Mola Ram also has his character cut from him. It does say something about the presence Amrish Puri brought to the role. He was terrifying and brought a true evil to the screen. I believe this fault falls on penciler Jackson Guice. Never once does Guice give the character a panel to have him stand out. The terror of Mola Ram is non-existent and his character is about as menacing as the numerous guards Indy encounters.

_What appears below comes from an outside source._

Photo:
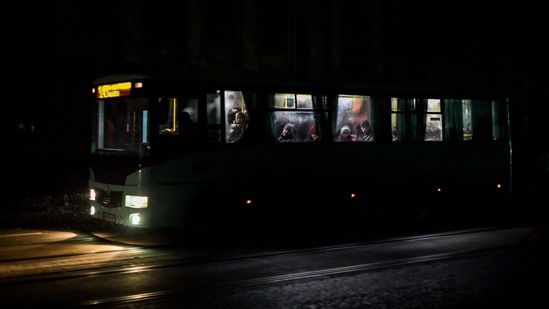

It’s fun to venture back and see how much comics, movies, even marketing have changed. On occasion, we do have comic adaptations of movies. Today though, even Marvel and DC know how quickly those books end up in the bargain bin. Prequel comics or preludes are now the motif for comics and their movie counterparts. I would have loved to read three individual prelude stories for Indiana Jones and the Temple of Doom. To start with a story on how Indy, Short Round, and Wu Han met each other would have been great, followed by how Indy got the remains of Nurhachi. The third and last story would have been why the Sultan of Madagascar was going to cut off Indy’s “head”. None of these would have spoiled the film. This limited edition comic wasn’t even the Cliff Notes of the movie or the G-Rated cut. A shame really because it was a wasted opportunity for some great storytelling.